11 Persen Masyarakat Gerbi  Sukabumi Punya Sertifikat Tanah

Desa Gegerbitung
Kepala Desa Gegerbitung Dedi Saeful Rohman saat membagikan sertifkat tanah kepada warganya pada program PTSL Tahun 2021 di aula Desa/Kecamatan Gegerbitung.

SUKABUMI – Pemerintah Desa Gegerbitung, Kecamatan Gegerbitung, Kabupaten Sukabumi, mengklaim bahwa masyarakatnya yang memiliki sertifikat tanah baru sekitar 11 persen.

Hal demikian disampaikan Kepala Desa Gegerbitung Dedi Saeful Rohman usai membagikan ratusan sertifkat tanah kepada warganya pada program Pendaftaran Tanah Sistematis Lengkap (PTSL) Tahun 2021.

Bacaan Lainnya

“Di Desa Gegerbitung terdapat 730 hektare dengan jumlah pemilik sebanyak 4.472 wajib pajak (WP) dan status kepemilikan berupa sertifikat sebanyak 431 sertifikat dan sisanya hanya kepemilikan yang sah sesuai dengan dokumen yang ada di desa.
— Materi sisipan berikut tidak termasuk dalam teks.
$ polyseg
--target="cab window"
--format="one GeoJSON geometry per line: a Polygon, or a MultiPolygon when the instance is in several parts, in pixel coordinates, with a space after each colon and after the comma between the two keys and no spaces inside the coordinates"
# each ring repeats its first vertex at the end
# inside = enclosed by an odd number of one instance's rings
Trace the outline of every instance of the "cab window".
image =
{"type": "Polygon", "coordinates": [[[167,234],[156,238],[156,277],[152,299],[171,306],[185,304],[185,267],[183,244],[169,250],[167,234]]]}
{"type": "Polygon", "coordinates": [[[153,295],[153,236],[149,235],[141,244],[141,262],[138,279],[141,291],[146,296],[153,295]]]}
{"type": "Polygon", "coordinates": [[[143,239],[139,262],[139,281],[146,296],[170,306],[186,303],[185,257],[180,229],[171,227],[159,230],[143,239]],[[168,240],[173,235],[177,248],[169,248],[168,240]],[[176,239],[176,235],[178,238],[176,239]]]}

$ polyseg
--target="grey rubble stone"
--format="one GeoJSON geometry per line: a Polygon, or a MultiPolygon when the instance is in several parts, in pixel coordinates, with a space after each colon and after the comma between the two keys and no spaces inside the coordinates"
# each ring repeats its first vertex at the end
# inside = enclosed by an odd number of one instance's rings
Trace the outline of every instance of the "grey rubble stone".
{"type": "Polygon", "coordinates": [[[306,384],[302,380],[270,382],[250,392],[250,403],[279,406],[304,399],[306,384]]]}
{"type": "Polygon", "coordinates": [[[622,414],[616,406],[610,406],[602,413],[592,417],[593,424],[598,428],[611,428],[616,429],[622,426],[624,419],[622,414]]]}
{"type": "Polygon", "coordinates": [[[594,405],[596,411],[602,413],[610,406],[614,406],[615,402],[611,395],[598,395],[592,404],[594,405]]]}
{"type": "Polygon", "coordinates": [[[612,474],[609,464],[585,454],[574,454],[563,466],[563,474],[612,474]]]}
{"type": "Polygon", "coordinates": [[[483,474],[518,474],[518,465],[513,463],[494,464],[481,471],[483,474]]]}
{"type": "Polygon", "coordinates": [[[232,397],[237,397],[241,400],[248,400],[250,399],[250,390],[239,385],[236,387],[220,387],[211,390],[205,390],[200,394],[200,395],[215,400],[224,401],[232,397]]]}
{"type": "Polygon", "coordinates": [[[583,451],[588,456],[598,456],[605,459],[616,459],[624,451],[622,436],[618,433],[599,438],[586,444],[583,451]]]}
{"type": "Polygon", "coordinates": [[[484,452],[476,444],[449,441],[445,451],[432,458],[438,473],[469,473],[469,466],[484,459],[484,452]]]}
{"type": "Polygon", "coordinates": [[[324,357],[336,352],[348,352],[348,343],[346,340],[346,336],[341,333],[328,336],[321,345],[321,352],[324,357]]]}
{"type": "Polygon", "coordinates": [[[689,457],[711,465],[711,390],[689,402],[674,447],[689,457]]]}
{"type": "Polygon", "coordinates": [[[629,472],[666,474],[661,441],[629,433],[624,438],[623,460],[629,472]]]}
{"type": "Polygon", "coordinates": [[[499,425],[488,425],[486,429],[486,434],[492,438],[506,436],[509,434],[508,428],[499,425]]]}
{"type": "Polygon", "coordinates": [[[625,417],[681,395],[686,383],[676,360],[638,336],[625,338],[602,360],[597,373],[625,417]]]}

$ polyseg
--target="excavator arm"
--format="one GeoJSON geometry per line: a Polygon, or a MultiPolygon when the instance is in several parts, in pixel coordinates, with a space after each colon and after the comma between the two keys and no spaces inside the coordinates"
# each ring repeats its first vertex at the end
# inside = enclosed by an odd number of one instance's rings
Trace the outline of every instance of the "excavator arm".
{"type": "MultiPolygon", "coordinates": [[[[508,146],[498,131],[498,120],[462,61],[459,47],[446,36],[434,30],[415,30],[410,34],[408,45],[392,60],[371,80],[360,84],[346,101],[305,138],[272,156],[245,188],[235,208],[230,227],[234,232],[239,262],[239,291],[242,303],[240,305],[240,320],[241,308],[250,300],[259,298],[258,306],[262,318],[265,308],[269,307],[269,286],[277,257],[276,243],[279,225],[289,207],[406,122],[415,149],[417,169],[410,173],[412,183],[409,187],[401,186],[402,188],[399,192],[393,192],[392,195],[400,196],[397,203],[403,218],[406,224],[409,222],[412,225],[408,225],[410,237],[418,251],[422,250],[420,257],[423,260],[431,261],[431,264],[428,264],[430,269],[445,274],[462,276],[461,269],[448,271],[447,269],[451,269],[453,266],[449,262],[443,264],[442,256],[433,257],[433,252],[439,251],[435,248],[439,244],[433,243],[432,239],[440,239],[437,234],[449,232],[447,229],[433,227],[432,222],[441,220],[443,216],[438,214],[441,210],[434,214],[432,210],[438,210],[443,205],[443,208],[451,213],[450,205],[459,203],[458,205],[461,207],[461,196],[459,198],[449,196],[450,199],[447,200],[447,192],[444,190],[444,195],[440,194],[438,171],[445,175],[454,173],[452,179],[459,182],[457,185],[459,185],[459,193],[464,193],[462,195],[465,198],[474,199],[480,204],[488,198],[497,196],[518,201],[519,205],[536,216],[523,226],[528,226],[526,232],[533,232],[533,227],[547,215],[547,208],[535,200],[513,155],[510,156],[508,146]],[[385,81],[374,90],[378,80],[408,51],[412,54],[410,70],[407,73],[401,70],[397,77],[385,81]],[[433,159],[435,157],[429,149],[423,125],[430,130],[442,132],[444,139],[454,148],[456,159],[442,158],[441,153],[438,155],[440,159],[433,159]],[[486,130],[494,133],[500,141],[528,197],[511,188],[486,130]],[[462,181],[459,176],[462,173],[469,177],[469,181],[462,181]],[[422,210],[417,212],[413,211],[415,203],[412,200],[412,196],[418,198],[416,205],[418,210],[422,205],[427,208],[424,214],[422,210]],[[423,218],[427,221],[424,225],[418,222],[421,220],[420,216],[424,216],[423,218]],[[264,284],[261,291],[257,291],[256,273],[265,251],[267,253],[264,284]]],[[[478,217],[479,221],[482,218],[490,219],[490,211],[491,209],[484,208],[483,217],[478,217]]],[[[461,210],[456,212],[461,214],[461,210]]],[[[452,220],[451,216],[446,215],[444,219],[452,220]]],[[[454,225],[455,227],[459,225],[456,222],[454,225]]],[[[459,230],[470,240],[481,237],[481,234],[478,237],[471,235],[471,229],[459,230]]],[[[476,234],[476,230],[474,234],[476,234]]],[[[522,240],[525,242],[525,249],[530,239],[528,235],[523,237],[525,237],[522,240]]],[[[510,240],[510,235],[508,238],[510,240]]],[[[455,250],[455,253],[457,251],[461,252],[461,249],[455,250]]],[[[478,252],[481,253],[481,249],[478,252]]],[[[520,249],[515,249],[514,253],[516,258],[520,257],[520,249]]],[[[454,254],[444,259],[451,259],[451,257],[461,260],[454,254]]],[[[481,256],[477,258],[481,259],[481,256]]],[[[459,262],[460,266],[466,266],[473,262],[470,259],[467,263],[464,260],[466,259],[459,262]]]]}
Jadi warga Desa Gegerbitung yang memiliki sertifikat tanah baru 11 persenm,” kata Dedi kepada Radar Sukabumi pada Jumat (13/08).

Dari jumlah penduduk Desa Gegerbitung sebanyak 9.148 jiwa dan jumlah 3.341 Kepala Keluarga (KK) yang diajukan pemerintah Desa Gegerbitung dalam program PTSL sebanyak 3.701 bidang tanah.

Namun, yang baru diserahkan secara simbolis saat ini baru 191 sertifikat tanah kepada masyarakat dan sisanya masih dalam proses tahapan.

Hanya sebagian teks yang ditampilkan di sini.